Legal investigator Erin Brockovich is considering suing industrial plants in Ellis County, Texas. The area, on the southern part of the Dallas/Fort Worth metro region, contains numerous steel and power plants along with cement kilns. Brockovich and a team of lawyers plan to hold a meeting next month in Midlothian to discuss whether industrial pollution in Ellis County has harmed public health.
Last year, Virginia-based Environ International released a report finding that Ellis County produces the most nitrogen oxides of any industrial sources in the area. Brockovich said she focused on Ellis County at the behest of an old high school friend who lives in Midlothian and believes industrial plant emissions there have increased rates of birth defects and cancer. "We don’t want to create a community scare," Brockovich said. "But if I can come in and create a greater awareness of the issues, that’s a giant part of my job."
A spokesman for TXI, which owns several cement kilns in the area, said the facilities pose no danger to nearby residents. "A lot of people have looked at Ellis County, and at Midlothian in particular, and over the years the conclusion has remained the same," said Randy Jones. "There are no emissions levels that are causing health problems."
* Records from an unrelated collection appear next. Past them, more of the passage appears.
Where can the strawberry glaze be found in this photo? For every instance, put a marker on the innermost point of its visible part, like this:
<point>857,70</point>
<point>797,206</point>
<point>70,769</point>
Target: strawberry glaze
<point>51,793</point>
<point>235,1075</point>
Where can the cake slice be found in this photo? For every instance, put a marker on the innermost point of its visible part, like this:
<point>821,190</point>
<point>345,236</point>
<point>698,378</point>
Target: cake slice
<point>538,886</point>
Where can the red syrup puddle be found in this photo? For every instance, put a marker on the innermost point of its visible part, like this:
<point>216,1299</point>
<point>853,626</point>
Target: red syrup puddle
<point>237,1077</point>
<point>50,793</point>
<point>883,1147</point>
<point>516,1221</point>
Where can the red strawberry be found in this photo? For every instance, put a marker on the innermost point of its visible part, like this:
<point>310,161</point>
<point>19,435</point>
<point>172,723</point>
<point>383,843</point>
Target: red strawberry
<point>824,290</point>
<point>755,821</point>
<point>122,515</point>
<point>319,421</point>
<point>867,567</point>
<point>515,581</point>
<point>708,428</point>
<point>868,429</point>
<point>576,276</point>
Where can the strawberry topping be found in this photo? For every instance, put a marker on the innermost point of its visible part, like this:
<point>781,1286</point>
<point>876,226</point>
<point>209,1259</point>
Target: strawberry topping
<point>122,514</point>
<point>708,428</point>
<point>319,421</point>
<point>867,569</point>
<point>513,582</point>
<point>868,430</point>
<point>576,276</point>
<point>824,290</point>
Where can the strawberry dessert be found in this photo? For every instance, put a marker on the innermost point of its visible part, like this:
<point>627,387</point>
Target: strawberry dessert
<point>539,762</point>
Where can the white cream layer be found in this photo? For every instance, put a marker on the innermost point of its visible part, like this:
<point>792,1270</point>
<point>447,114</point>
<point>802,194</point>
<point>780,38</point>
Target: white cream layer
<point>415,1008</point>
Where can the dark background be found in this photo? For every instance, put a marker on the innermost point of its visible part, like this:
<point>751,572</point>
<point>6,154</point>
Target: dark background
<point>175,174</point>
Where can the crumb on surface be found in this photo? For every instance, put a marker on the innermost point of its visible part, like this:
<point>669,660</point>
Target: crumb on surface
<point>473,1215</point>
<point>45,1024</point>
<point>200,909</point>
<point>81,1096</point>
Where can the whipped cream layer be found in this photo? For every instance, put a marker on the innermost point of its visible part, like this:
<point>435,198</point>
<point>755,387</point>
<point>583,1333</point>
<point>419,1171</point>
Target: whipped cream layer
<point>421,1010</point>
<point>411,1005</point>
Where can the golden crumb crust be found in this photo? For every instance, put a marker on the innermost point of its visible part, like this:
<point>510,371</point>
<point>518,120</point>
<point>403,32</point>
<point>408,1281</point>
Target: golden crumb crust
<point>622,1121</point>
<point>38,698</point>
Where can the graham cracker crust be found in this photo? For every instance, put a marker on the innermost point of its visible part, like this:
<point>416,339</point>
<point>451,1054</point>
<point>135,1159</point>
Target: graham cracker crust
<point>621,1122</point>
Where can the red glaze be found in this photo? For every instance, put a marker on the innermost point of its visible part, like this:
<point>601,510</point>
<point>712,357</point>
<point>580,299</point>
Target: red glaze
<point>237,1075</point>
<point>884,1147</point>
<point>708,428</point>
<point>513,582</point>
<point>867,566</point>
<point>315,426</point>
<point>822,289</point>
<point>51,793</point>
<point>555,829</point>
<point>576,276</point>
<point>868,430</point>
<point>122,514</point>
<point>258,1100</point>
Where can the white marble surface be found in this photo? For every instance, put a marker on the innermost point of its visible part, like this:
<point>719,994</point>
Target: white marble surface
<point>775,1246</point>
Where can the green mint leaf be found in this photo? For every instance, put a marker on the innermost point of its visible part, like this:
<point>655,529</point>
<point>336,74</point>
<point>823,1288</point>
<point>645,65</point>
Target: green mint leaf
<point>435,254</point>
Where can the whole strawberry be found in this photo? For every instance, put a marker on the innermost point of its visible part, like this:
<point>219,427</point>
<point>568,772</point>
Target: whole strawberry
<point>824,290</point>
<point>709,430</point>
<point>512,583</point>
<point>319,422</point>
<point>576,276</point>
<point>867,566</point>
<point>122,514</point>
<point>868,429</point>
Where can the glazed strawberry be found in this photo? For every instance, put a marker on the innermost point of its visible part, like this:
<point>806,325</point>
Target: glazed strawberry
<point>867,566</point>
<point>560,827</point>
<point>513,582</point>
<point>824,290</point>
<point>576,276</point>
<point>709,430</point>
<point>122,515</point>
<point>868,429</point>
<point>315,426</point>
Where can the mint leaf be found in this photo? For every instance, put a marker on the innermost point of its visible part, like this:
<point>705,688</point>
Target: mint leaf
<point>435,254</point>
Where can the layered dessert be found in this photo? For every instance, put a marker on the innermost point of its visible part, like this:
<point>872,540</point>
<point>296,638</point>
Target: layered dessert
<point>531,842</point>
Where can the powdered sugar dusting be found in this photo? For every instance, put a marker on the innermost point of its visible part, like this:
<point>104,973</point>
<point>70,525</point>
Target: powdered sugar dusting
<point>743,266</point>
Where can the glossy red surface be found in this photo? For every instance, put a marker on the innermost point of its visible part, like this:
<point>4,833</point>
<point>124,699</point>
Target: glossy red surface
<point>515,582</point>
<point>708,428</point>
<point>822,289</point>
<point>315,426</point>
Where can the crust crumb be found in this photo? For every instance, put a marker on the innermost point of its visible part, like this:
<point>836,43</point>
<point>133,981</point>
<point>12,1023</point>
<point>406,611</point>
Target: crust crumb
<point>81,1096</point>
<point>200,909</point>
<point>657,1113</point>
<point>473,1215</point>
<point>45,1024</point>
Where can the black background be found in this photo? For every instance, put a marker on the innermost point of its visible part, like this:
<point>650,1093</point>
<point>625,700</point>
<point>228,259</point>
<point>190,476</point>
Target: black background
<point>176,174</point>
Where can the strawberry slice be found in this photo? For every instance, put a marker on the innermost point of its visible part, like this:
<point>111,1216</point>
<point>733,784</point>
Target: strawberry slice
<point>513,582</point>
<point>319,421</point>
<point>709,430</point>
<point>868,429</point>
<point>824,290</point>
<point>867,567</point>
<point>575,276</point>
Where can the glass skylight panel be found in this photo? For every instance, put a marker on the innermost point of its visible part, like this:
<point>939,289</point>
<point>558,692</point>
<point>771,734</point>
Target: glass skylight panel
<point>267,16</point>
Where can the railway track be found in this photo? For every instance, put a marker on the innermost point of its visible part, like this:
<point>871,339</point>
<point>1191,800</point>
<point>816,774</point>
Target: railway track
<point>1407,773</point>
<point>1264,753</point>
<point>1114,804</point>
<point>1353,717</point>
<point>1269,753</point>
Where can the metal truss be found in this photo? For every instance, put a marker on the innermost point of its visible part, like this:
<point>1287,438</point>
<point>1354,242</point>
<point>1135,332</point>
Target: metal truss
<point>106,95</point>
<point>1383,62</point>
Earlier this month, officials from the Texas Commission on Environmental Quality agreed to investigate the need for additional pollution controls on Ellis County cement kilns as part of a legal settlement with a coalition of environmental groups.
The Blue Skies Alliance, the Sierra Club, Downwinders at Risk and Public Citizen filed the suit last October in the U.S. District Court for the Northern District of Texas, accusing EPA of failing to punish the state after it missed deadlines to improve air quality in the Dallas-Fort Worth metro area, which includes Ellis County. The suit charged outgoing EPA Administrator Mike Leavitt and EPA Region 6 Administrator Richard Greene with developing an air pollution reduction plan that would bring the metro area into compliance by 2010, as federally mandated.